=SUZUKI G13=

-3-blade 1.7m propeller =180 kG thrust

-2*2-blade 1.7 m CR propellers=230 kG...

https://www.dropbox.com/s/ky1z5jc9g3srohq/Dym - zwolnione tempo.mp4?dl=0

Maybe static thrust can be improved this way, but a bigger simple prop could do it too. Now static thrust and dynamic thrust are two different animals.

You can do all sorts of things to make more thrust statically, even hover. Look at the human powered helicopters out there. Huge rotors, one human making about 1 hp can get them to just barely hover in ground effect for a few seconds.

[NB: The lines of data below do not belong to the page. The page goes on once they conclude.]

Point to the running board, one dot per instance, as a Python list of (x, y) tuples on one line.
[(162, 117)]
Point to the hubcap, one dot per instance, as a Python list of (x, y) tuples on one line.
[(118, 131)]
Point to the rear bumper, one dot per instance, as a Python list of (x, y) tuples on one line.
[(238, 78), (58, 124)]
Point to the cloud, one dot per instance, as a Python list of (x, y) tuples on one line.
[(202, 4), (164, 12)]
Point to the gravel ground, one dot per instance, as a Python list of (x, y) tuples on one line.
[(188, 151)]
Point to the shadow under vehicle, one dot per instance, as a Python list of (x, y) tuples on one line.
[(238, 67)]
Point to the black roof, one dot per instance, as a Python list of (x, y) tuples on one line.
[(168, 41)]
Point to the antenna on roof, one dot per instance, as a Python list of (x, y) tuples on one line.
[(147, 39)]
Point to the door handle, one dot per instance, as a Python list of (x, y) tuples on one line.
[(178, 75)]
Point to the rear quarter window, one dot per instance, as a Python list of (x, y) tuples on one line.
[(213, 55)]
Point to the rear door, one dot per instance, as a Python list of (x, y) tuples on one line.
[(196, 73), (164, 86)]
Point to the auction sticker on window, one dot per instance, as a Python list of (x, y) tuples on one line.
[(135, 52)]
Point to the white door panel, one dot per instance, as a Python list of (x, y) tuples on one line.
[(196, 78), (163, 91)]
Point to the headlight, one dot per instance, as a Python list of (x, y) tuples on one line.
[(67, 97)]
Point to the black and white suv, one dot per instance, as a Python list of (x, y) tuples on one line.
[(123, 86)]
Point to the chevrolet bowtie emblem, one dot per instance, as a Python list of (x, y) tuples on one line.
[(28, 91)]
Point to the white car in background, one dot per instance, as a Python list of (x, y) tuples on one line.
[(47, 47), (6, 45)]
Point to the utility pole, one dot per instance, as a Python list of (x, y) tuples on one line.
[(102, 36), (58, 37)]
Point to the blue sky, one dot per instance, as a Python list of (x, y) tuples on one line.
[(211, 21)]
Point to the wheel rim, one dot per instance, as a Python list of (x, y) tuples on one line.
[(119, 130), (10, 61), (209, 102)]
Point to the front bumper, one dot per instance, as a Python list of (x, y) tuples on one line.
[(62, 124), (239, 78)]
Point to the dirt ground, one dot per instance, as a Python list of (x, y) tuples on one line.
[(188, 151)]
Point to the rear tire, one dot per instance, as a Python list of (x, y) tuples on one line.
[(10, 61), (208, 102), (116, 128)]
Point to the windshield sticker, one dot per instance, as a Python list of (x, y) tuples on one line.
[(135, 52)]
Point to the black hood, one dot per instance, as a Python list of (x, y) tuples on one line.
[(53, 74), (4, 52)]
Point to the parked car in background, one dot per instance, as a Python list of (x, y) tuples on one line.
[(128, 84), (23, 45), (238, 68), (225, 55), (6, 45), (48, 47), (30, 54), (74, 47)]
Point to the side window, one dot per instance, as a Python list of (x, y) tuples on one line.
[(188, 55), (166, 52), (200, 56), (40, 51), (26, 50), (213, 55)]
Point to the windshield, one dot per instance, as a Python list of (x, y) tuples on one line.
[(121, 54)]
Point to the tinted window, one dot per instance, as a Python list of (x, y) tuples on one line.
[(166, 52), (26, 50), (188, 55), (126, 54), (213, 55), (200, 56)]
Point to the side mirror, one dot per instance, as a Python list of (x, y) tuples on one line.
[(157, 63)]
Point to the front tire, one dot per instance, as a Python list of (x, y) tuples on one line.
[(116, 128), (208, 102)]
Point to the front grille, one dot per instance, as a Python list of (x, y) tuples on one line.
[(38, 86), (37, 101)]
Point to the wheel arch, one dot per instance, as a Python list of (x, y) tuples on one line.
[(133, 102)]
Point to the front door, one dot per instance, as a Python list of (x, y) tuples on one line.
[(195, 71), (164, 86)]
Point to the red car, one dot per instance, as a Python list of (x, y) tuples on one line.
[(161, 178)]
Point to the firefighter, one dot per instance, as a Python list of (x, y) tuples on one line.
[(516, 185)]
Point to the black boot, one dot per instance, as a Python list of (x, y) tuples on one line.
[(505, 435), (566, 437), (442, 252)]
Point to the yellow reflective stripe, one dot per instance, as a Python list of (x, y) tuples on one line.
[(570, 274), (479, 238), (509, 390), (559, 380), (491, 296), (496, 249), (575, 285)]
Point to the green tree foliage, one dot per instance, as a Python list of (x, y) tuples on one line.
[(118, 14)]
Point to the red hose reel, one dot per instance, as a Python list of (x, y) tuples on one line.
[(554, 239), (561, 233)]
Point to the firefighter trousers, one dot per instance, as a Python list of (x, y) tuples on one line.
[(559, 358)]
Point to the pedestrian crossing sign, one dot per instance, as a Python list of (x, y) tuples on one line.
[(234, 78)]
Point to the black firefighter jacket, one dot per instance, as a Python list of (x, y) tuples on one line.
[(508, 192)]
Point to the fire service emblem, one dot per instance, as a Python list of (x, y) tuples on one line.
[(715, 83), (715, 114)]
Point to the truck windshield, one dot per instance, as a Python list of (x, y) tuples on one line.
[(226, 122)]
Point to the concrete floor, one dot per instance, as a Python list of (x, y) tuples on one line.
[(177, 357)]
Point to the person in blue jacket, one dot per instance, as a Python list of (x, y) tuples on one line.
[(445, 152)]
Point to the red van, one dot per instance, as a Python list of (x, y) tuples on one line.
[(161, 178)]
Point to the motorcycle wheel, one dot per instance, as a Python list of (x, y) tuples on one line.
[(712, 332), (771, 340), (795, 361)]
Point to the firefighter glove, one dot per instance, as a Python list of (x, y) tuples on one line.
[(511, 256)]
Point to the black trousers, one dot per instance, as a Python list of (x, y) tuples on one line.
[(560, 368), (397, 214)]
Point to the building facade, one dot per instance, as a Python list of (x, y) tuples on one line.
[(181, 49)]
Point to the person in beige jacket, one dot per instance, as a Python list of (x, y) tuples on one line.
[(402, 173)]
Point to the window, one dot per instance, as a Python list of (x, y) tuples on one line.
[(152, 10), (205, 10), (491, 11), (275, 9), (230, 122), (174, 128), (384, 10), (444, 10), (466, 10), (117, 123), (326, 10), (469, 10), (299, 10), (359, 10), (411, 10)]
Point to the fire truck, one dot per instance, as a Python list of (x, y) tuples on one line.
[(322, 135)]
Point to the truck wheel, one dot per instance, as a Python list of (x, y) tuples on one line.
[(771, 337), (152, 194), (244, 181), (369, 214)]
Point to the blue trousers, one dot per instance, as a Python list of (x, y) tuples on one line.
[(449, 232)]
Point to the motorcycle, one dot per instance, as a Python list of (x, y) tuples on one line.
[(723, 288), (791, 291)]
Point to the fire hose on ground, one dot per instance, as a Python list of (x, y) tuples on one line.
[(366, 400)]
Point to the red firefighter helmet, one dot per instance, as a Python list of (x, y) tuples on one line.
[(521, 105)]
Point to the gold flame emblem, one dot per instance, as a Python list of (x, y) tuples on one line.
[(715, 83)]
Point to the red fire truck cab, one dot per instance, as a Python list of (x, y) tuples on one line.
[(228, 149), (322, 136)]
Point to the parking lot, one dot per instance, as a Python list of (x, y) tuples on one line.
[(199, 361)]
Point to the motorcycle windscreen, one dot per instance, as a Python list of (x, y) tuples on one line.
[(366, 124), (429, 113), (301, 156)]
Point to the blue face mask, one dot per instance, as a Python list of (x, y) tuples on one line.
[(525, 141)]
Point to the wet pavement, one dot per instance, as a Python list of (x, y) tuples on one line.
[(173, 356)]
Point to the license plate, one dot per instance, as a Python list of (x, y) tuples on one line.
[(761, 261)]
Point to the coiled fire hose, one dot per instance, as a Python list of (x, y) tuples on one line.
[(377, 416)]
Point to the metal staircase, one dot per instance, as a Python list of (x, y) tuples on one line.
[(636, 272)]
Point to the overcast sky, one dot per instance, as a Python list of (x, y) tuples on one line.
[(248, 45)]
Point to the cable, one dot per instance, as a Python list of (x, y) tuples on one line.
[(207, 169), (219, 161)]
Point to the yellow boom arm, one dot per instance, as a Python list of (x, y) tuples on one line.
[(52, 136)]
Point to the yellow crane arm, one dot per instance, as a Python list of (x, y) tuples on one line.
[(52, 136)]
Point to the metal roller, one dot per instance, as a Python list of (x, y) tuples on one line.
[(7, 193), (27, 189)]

Just because you can make big thrust statically does not mean that that this thrust increase will hold up as you pick up some speed. Once you are moving at flight speeds, thrust is absolutely limited to the inverse of airspeed, and the following equation fits the world really well:

HP*eff*550 ft-lb/sec = F*V

which solves to

Thrust possible = HP*eff*(550 ft-lb/s)/V

Where HP is your horsepower at the prop flange,

eff is your propellor efficiency which varies but will be around 85% and never reaches unity,

550 ft-lb/s is the work of 1 hp, so turns hp in to terms of thrust and speed,

V is velocity in Ft/s;

Once you are going flight level speeds, the thrust you can make with the prop goes down inversely with speed. Yeah, if you make V small, the equation says you can make awesome thrust statically, but another relationship (with its own equations limits you too:

mdot*dV = Thrust

1/2*mdot*dV^2 = HP*eff*550 ft-lb/s

where mdot is the mass flow of air per second through the prop, and dV is the change in velocity imparted. Statically, dV is the speed of the air through the prop and mdot is the mass density of air. If your prop got you the same dV everywhere through the disc (it does not so you can not do this well, but it gives us an upper bound), mdot = rho*dV*PI()*Dp^2/4 where rho is the mass density of air, dV is the same as befor and Dp is prop diameter. Substituting, we find that:

(rho*dV^3*PI()*Dp^2)/8 = HP*eff*550 ft-lb/s

Solving for V and D...

dV^3*Dp^2 = (8*HP*eff*550)/(rho*PI())

Then assuming a Dp to get the V limit

dV^3 = (8*HP*eff*550)/(rho*PI()*Dp^2)

Take the cube root of that last equation and you can compute thrust based upon prop diameter and horsepower... Once you have done that, there are practical limits on prop blade size and how much prop 1 hp can drag around in a circle, which then drives gearing, etc.

I ran you guys a quick spreadsheet. All of this is off the top of my head, so I may have missed something in computation of the exact numbers, but all of the concepts are there. Big thing is that statically, you can get huge thrust by using big props (or rotors), but to fly anywhere, you also need dynamic propulsion. Pursuit of static thrust can get in the way of dynamic propulsion. Props end up being compromises based upon what you are doing. If you are running slalom courses or drag races from a standstill in an airboat, by all means, grab all the thrust the rules will allow. But if you want your airplane to go places, you might find other stuff to be important.